Decentralized Control
OAME, as a complex system, has no centralized controller. The OAME executive, 3 vice
presidents and 3 presidents (incoming, elected, outgoing), and executive directors develop
meeting tasks and agenda that occasion member interaction, idea development, and discussion
for chapter reps and elected board members. As a result of ongoing OAME board and executive
meetings and working group meetings outside of the board meetings, the OAME vision project,
Growing Up Mathematically, was created. This complex product, was a matter of collective
authoring rather than external authorizing. Though the set of tasks, video, and PD guide were
anticipated, the actual content of the final product was not predetermined.
Organized Randomness
All complex systems contain structures to organize the random (or seemingly random) products
of the agents. Such enabling constraints in the OAME collective include the board and executive
meetings, OAME chapter meetings, OAME participation in province-wide initiatives, such as
Ministry of Education curriculum writing, curriculum training sessions, province-wide
conferences of newly released Expert Panel reports. Participating in the OAME mathematics
community is enabled through variable entry and open-routed experiences. Every OAME
member can participate in some aspect of the mathematics community, in accordance with
her/his experience and interest.
Neighbouring Actions
In a complex learning system, the agents of the system need to "bump up" against one another
(Davis & Simmt, 2003). In a knowledge-producing system, like OAME, the "agents" aren't
people, but ideas. There are numerous ways that ideas can be bumped against one another and
blended to give rise to more complex understandings about the work of the student and teacher in
mathematics education. Below are some examples:
- OAME Gazette and Abacus (journal published 4 times a year, by our dedicated editors, Marilyn Hurrell and Trevor Brown)

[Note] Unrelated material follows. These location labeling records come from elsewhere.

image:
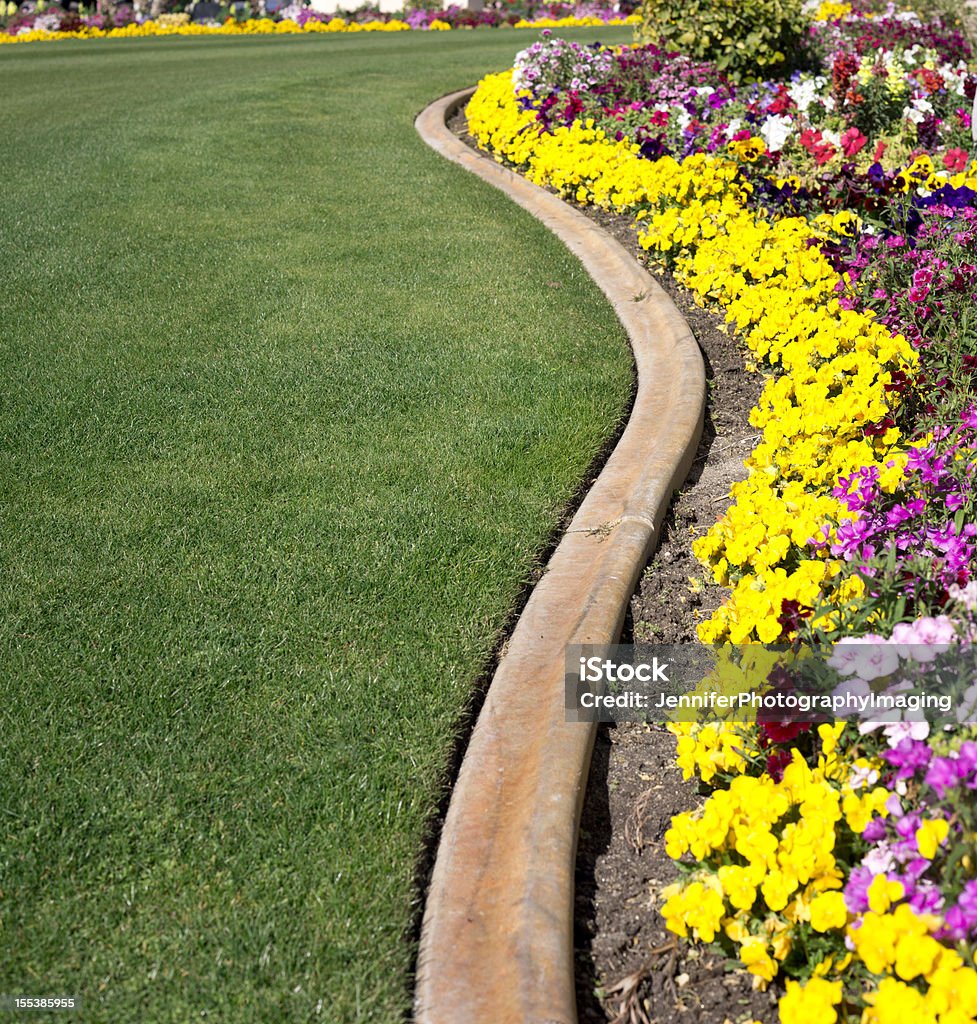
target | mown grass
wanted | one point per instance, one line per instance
(290, 406)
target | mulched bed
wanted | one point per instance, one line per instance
(630, 969)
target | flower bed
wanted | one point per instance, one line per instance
(51, 23)
(832, 218)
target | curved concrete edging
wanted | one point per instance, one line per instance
(497, 940)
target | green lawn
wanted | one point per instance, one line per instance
(290, 406)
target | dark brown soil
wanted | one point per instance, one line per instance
(630, 969)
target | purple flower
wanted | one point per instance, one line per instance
(908, 758)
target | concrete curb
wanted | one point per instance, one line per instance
(497, 941)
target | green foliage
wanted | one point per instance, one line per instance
(748, 39)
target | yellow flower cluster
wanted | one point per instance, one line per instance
(774, 842)
(266, 27)
(832, 10)
(780, 293)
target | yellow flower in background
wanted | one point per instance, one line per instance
(930, 835)
(829, 911)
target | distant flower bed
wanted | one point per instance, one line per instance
(832, 217)
(40, 23)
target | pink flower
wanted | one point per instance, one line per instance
(852, 141)
(954, 160)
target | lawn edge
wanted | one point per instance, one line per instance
(497, 938)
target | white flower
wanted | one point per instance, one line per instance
(805, 92)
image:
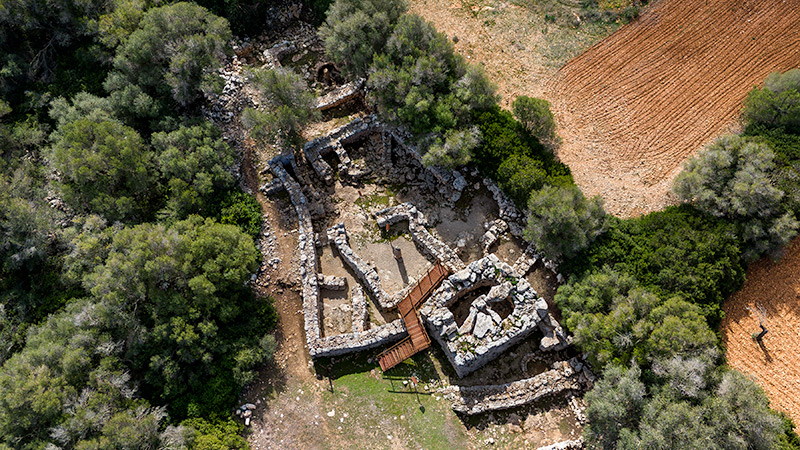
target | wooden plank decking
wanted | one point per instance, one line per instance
(417, 339)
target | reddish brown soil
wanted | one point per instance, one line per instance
(632, 108)
(776, 288)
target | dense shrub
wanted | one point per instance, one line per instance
(421, 82)
(617, 322)
(535, 115)
(193, 162)
(168, 59)
(777, 104)
(289, 105)
(242, 210)
(625, 413)
(732, 179)
(355, 30)
(519, 175)
(562, 222)
(454, 150)
(104, 168)
(678, 251)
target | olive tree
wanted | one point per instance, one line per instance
(288, 105)
(562, 222)
(732, 179)
(535, 115)
(171, 56)
(355, 30)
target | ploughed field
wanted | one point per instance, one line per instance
(632, 108)
(775, 287)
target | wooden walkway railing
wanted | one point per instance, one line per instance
(417, 339)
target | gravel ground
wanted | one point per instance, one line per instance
(774, 286)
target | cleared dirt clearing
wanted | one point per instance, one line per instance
(632, 108)
(776, 288)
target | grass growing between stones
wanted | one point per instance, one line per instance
(381, 409)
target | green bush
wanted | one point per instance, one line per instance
(289, 105)
(678, 251)
(242, 210)
(777, 104)
(535, 115)
(562, 222)
(355, 30)
(733, 179)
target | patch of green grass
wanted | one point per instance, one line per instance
(379, 405)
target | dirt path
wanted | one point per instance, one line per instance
(776, 288)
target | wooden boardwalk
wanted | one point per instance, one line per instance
(417, 339)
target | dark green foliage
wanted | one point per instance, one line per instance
(39, 40)
(355, 30)
(789, 440)
(504, 137)
(617, 322)
(623, 414)
(177, 298)
(68, 387)
(535, 115)
(193, 162)
(678, 251)
(242, 210)
(562, 222)
(289, 105)
(104, 168)
(732, 178)
(218, 435)
(169, 58)
(454, 150)
(786, 175)
(421, 82)
(777, 104)
(519, 175)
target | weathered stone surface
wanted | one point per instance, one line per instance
(341, 95)
(483, 323)
(479, 399)
(430, 245)
(337, 235)
(331, 282)
(360, 311)
(469, 351)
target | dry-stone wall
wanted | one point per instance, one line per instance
(341, 95)
(433, 247)
(574, 444)
(360, 311)
(309, 273)
(489, 336)
(308, 254)
(564, 376)
(337, 235)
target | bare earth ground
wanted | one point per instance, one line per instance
(632, 108)
(776, 288)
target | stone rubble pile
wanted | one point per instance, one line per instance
(319, 346)
(563, 376)
(331, 282)
(431, 246)
(360, 311)
(496, 229)
(365, 273)
(341, 95)
(245, 412)
(489, 335)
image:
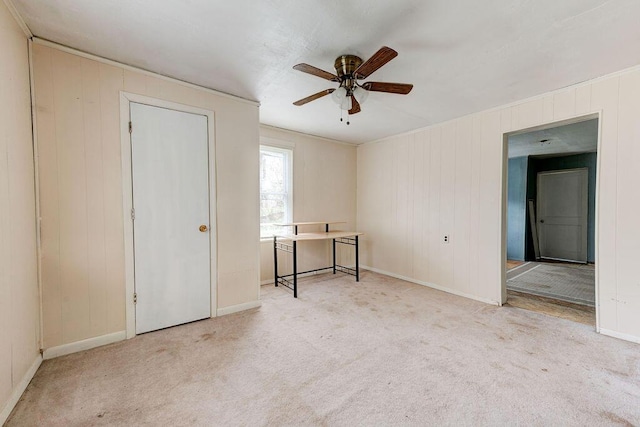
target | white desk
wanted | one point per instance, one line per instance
(289, 243)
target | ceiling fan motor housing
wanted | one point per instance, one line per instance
(345, 66)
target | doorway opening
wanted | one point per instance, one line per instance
(551, 217)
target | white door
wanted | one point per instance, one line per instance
(562, 214)
(170, 172)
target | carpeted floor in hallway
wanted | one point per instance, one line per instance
(379, 352)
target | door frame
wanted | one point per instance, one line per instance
(127, 198)
(584, 208)
(505, 160)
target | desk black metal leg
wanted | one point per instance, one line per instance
(275, 261)
(357, 262)
(334, 256)
(295, 270)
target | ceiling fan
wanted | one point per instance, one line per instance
(349, 69)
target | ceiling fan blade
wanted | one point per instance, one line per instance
(313, 97)
(310, 69)
(355, 105)
(381, 57)
(399, 88)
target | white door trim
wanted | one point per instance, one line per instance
(127, 198)
(502, 286)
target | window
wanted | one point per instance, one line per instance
(276, 193)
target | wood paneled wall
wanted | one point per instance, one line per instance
(447, 179)
(324, 188)
(78, 124)
(19, 298)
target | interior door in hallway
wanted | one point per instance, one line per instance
(170, 172)
(562, 214)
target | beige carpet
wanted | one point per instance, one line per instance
(378, 352)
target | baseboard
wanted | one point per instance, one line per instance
(19, 389)
(619, 335)
(431, 285)
(240, 307)
(87, 344)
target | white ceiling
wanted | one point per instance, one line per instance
(462, 56)
(562, 140)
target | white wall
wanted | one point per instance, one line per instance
(448, 179)
(78, 127)
(19, 305)
(324, 189)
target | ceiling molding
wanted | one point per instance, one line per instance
(306, 135)
(18, 18)
(53, 45)
(573, 119)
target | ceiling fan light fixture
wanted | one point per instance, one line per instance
(346, 103)
(360, 94)
(339, 95)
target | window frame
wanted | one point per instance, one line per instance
(288, 152)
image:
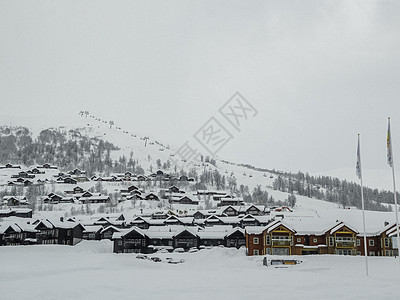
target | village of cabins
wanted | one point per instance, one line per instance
(232, 224)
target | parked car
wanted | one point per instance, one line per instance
(179, 250)
(180, 261)
(156, 259)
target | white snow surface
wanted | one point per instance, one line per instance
(90, 271)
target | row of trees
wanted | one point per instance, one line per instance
(333, 190)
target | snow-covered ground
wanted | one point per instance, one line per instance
(90, 271)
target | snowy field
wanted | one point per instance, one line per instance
(90, 271)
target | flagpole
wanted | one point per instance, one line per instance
(362, 204)
(391, 163)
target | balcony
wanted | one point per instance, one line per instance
(344, 244)
(280, 242)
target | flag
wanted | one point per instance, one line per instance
(358, 164)
(389, 146)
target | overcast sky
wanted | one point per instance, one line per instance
(318, 72)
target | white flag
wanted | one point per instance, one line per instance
(389, 146)
(358, 164)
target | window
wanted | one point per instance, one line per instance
(386, 242)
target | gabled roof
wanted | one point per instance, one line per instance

- OAME Gazette and Abacus reviewer
- OAME website (constantly updated by our amazing webmaster, Greg Clarke)
- OAME's newly released vision project, Growing Up Mathematically – an OAME collective endeavour
- OAME chapter conferences and membership drive from September 2005 to June 2006
- OAME Leadership conference in February 2006, focused on the K to 12 learning system
- OAME annual provincial conference in May 2006
How can our mathematics learning community continue to grow?

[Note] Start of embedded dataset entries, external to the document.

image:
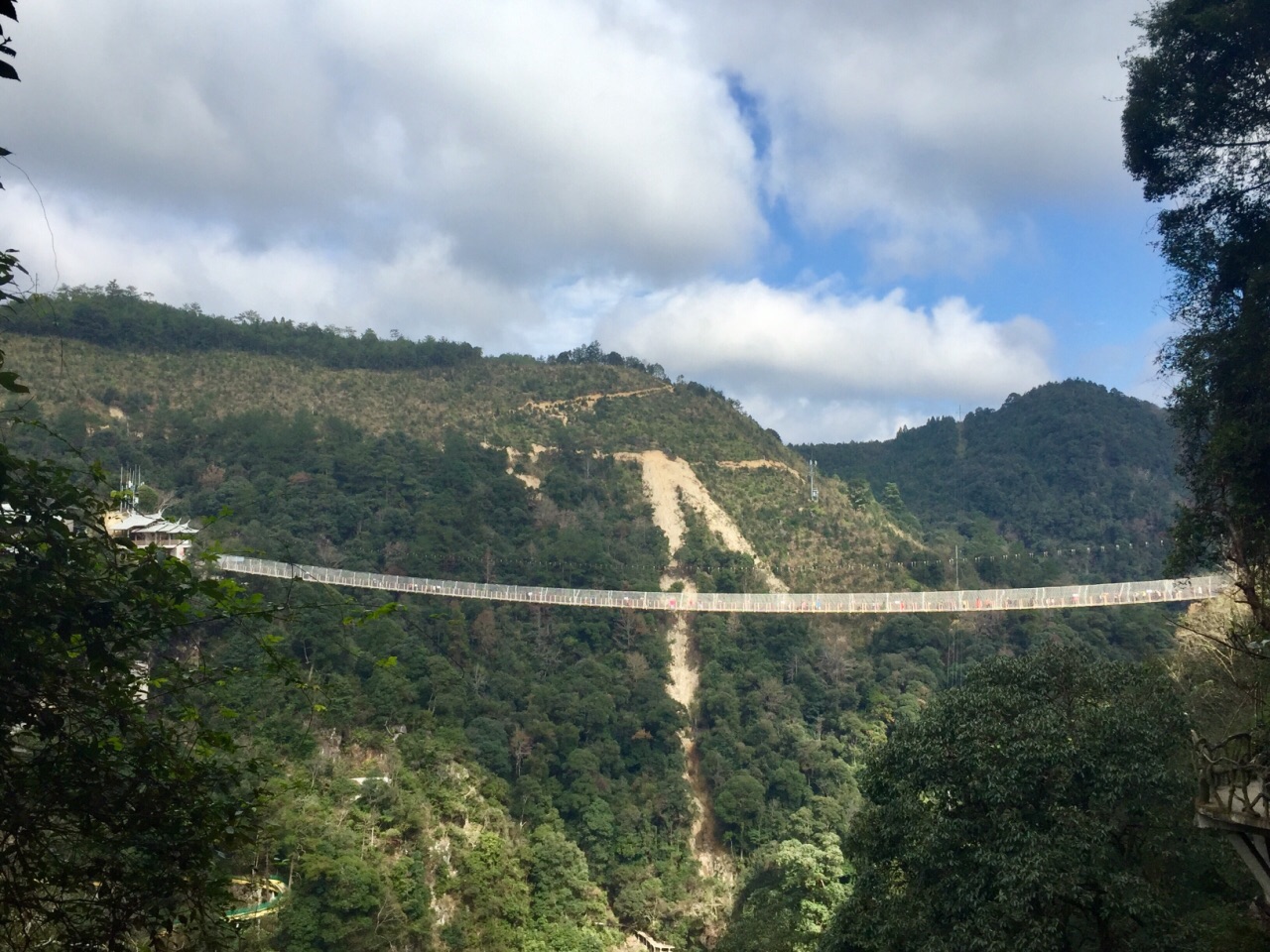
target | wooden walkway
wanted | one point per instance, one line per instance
(1234, 798)
(1123, 593)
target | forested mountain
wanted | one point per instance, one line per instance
(1066, 466)
(461, 775)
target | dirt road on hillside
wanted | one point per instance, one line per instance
(665, 480)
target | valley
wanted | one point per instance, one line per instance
(566, 774)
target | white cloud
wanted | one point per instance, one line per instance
(535, 137)
(418, 291)
(531, 176)
(821, 345)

Through the individual work of the OAME members and the collective practices of the OAME community, I hope that our mathematics learning community will continue to grow in membership, in shared knowledge, and be a collective voice that supports student learning through improved teacher professional development experiences
I look forward to meeting and/or chatting with you throughout the year. In my role as president of OAME, I am honoured to have the opportunity to serve and support you and other mathematics educators across Ontario.